The median OS and event-free survival (EFS) after 1L treatment were 69.5 and 46 months, respectively. However, patients with progression of disease within 24 months (POD24) had significantly worse outcomes, with a median OS of 25.3 months compared with 70.1 months for those without POD24. After 2L treatment, OS and EFS decreased to 20.3 and 15 months, respectively. Survival metrics further declined with each additional treatment line, emphasizing the diminishing efficacy of subsequent therapies.

Treatment choice significantly influenced outcomes. Among 1L regimens, Bruton tyrosine kinase inhibitor (BTKi)–containing therapies demonstrated a median OS of 69.1 months;  bendamustine and R-CHOP regimens yielded shorter OS. Patients receiving the Nordic (Maxi-CHOP) regimen or high-dose cytarabine regimens experienced the most favorable outcomes, with many undergoing autologous stem cell transplantation. In 2L treatment, BTKi-based regimens were predominant, but efficacy diminished when they followed a round of  1L BTKi therapy.

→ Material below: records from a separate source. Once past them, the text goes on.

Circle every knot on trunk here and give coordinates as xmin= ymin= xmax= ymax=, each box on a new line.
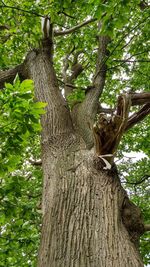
xmin=121 ymin=197 xmax=144 ymax=246
xmin=93 ymin=94 xmax=131 ymax=164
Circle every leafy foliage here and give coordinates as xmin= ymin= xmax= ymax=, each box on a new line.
xmin=0 ymin=0 xmax=150 ymax=266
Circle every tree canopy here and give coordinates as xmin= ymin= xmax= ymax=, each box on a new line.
xmin=0 ymin=0 xmax=150 ymax=267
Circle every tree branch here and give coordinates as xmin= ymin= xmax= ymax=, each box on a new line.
xmin=72 ymin=22 xmax=110 ymax=149
xmin=0 ymin=2 xmax=45 ymax=18
xmin=125 ymin=103 xmax=150 ymax=131
xmin=54 ymin=19 xmax=97 ymax=36
xmin=29 ymin=159 xmax=42 ymax=166
xmin=131 ymin=92 xmax=150 ymax=106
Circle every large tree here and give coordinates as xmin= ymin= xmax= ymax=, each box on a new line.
xmin=0 ymin=0 xmax=150 ymax=267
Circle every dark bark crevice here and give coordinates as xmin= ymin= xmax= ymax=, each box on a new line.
xmin=0 ymin=64 xmax=28 ymax=89
xmin=121 ymin=197 xmax=145 ymax=248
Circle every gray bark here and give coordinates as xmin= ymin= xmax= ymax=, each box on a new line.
xmin=23 ymin=51 xmax=143 ymax=267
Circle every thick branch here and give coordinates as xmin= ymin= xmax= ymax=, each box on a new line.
xmin=54 ymin=19 xmax=96 ymax=36
xmin=125 ymin=103 xmax=150 ymax=131
xmin=131 ymin=92 xmax=150 ymax=106
xmin=0 ymin=3 xmax=45 ymax=18
xmin=0 ymin=64 xmax=27 ymax=89
xmin=29 ymin=159 xmax=42 ymax=166
xmin=72 ymin=27 xmax=110 ymax=149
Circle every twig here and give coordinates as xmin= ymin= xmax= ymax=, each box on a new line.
xmin=144 ymin=224 xmax=150 ymax=231
xmin=125 ymin=103 xmax=150 ymax=131
xmin=0 ymin=1 xmax=45 ymax=18
xmin=54 ymin=19 xmax=97 ymax=36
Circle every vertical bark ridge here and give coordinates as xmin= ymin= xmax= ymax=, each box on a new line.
xmin=39 ymin=149 xmax=143 ymax=267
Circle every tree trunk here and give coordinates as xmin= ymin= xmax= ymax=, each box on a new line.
xmin=26 ymin=51 xmax=143 ymax=267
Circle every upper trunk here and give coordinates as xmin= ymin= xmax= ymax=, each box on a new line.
xmin=26 ymin=51 xmax=143 ymax=267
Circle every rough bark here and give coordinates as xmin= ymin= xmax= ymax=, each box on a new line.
xmin=0 ymin=17 xmax=145 ymax=267
xmin=22 ymin=47 xmax=143 ymax=267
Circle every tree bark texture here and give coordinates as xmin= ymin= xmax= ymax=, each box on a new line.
xmin=25 ymin=50 xmax=143 ymax=267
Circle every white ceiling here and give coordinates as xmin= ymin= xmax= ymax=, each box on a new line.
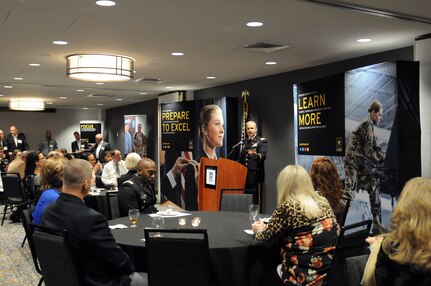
xmin=0 ymin=0 xmax=431 ymax=109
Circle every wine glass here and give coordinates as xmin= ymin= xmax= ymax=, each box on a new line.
xmin=248 ymin=204 xmax=259 ymax=224
xmin=153 ymin=216 xmax=165 ymax=237
xmin=129 ymin=209 xmax=140 ymax=227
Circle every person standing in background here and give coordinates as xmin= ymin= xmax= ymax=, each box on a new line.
xmin=5 ymin=125 xmax=28 ymax=152
xmin=133 ymin=123 xmax=147 ymax=157
xmin=124 ymin=122 xmax=133 ymax=156
xmin=90 ymin=133 xmax=111 ymax=163
xmin=38 ymin=130 xmax=58 ymax=156
xmin=72 ymin=131 xmax=88 ymax=153
xmin=238 ymin=121 xmax=268 ymax=209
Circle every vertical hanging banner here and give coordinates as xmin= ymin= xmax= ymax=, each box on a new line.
xmin=296 ymin=74 xmax=344 ymax=156
xmin=161 ymin=101 xmax=196 ymax=151
xmin=79 ymin=121 xmax=102 ymax=144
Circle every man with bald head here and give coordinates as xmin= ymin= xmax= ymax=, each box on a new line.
xmin=239 ymin=121 xmax=268 ymax=209
xmin=5 ymin=125 xmax=28 ymax=153
xmin=41 ymin=159 xmax=147 ymax=285
xmin=118 ymin=158 xmax=157 ymax=216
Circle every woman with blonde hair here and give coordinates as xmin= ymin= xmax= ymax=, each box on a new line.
xmin=363 ymin=177 xmax=431 ymax=286
xmin=252 ymin=165 xmax=339 ymax=285
xmin=32 ymin=155 xmax=67 ymax=224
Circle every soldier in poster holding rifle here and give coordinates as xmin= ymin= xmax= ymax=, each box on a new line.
xmin=344 ymin=100 xmax=385 ymax=233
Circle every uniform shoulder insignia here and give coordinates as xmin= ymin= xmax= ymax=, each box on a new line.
xmin=123 ymin=181 xmax=134 ymax=186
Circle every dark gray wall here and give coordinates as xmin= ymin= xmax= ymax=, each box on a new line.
xmin=106 ymin=47 xmax=413 ymax=213
xmin=194 ymin=47 xmax=413 ymax=213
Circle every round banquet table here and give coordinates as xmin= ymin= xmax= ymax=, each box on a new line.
xmin=109 ymin=211 xmax=280 ymax=286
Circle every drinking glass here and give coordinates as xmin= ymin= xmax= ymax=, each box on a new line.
xmin=153 ymin=216 xmax=165 ymax=237
xmin=129 ymin=209 xmax=140 ymax=227
xmin=248 ymin=204 xmax=259 ymax=224
xmin=192 ymin=216 xmax=201 ymax=227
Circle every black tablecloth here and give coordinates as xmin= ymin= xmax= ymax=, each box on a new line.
xmin=109 ymin=212 xmax=278 ymax=286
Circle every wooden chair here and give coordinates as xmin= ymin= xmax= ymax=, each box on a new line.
xmin=106 ymin=191 xmax=120 ymax=220
xmin=30 ymin=223 xmax=81 ymax=286
xmin=220 ymin=189 xmax=253 ymax=213
xmin=144 ymin=228 xmax=211 ymax=286
xmin=1 ymin=173 xmax=34 ymax=225
xmin=21 ymin=208 xmax=43 ymax=286
xmin=325 ymin=220 xmax=372 ymax=286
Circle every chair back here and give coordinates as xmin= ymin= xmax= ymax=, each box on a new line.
xmin=106 ymin=191 xmax=120 ymax=220
xmin=144 ymin=228 xmax=210 ymax=286
xmin=1 ymin=173 xmax=27 ymax=201
xmin=30 ymin=223 xmax=81 ymax=286
xmin=220 ymin=189 xmax=253 ymax=213
xmin=21 ymin=208 xmax=42 ymax=275
xmin=325 ymin=220 xmax=372 ymax=286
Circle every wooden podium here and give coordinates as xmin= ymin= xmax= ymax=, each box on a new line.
xmin=198 ymin=158 xmax=247 ymax=211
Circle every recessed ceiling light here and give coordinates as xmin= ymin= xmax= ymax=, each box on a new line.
xmin=356 ymin=38 xmax=371 ymax=43
xmin=52 ymin=40 xmax=68 ymax=46
xmin=171 ymin=52 xmax=184 ymax=57
xmin=96 ymin=0 xmax=117 ymax=7
xmin=247 ymin=21 xmax=263 ymax=27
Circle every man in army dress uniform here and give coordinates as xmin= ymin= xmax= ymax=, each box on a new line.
xmin=344 ymin=100 xmax=385 ymax=232
xmin=238 ymin=121 xmax=268 ymax=208
xmin=118 ymin=158 xmax=157 ymax=216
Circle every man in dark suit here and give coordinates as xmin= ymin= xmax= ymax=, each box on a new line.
xmin=5 ymin=125 xmax=28 ymax=153
xmin=41 ymin=159 xmax=148 ymax=285
xmin=90 ymin=133 xmax=112 ymax=163
xmin=239 ymin=121 xmax=268 ymax=208
xmin=118 ymin=158 xmax=157 ymax=216
xmin=72 ymin=131 xmax=88 ymax=153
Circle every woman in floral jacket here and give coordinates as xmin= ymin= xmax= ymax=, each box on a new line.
xmin=253 ymin=165 xmax=339 ymax=286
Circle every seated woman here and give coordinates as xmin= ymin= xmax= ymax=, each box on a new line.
xmin=310 ymin=157 xmax=344 ymax=223
xmin=32 ymin=155 xmax=67 ymax=224
xmin=252 ymin=165 xmax=339 ymax=285
xmin=362 ymin=177 xmax=431 ymax=286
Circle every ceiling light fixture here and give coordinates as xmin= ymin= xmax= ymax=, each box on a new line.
xmin=9 ymin=98 xmax=45 ymax=111
xmin=96 ymin=0 xmax=117 ymax=7
xmin=171 ymin=52 xmax=184 ymax=57
xmin=356 ymin=39 xmax=371 ymax=43
xmin=246 ymin=21 xmax=263 ymax=27
xmin=66 ymin=54 xmax=135 ymax=82
xmin=52 ymin=41 xmax=68 ymax=46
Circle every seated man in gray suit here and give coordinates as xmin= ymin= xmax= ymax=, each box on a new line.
xmin=42 ymin=159 xmax=145 ymax=285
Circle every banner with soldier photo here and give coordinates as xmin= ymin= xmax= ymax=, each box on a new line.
xmin=296 ymin=61 xmax=421 ymax=234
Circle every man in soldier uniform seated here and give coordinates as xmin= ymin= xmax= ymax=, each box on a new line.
xmin=118 ymin=158 xmax=157 ymax=216
xmin=238 ymin=121 xmax=268 ymax=208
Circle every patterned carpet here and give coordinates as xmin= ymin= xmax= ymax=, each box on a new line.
xmin=0 ymin=205 xmax=43 ymax=286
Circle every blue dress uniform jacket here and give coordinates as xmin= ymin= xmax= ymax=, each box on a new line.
xmin=118 ymin=175 xmax=157 ymax=216
xmin=42 ymin=193 xmax=134 ymax=286
xmin=239 ymin=135 xmax=268 ymax=187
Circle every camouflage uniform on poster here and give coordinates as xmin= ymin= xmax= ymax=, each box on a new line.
xmin=344 ymin=101 xmax=385 ymax=232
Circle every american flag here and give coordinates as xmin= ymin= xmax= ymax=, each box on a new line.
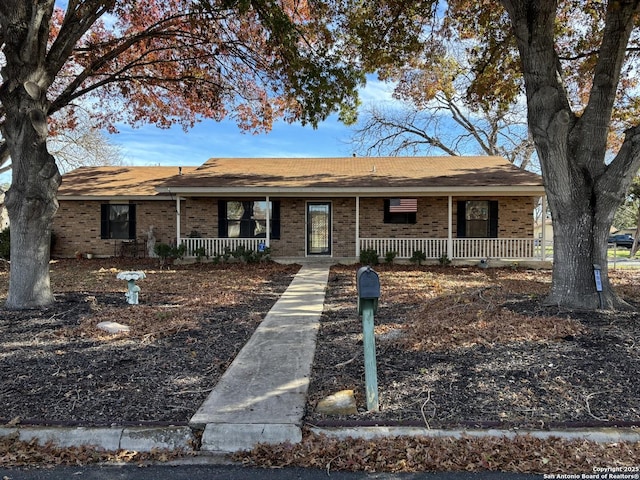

“This prospective analysis confirms a progressive reduction in survival and response with successive treatment lines for relapsed MCL,” the authors noted.

“This patient-level longitudinal follow up highlights the need to optimize 1L treatment. Advancing age impacts OS and TTNT/death following 1L treatment. Time to POD from 1L treatment was associated with OS. RBAC [rituximab, bendamustine, cytarabine] was the most common 2L treatment following 1L BTKi.”

 

Reference

Mant S, Naylor G, Crosbie N, et al. A prospective analysis of outcomes following successive lines of treatment in mantle cell lymphoma in an unselected previously untreated population: The UK MCL Biobank. Abstract #1641. Presented at the American Society of Hematology Annual Meeting; December 7-10, 2024; San Diego, California.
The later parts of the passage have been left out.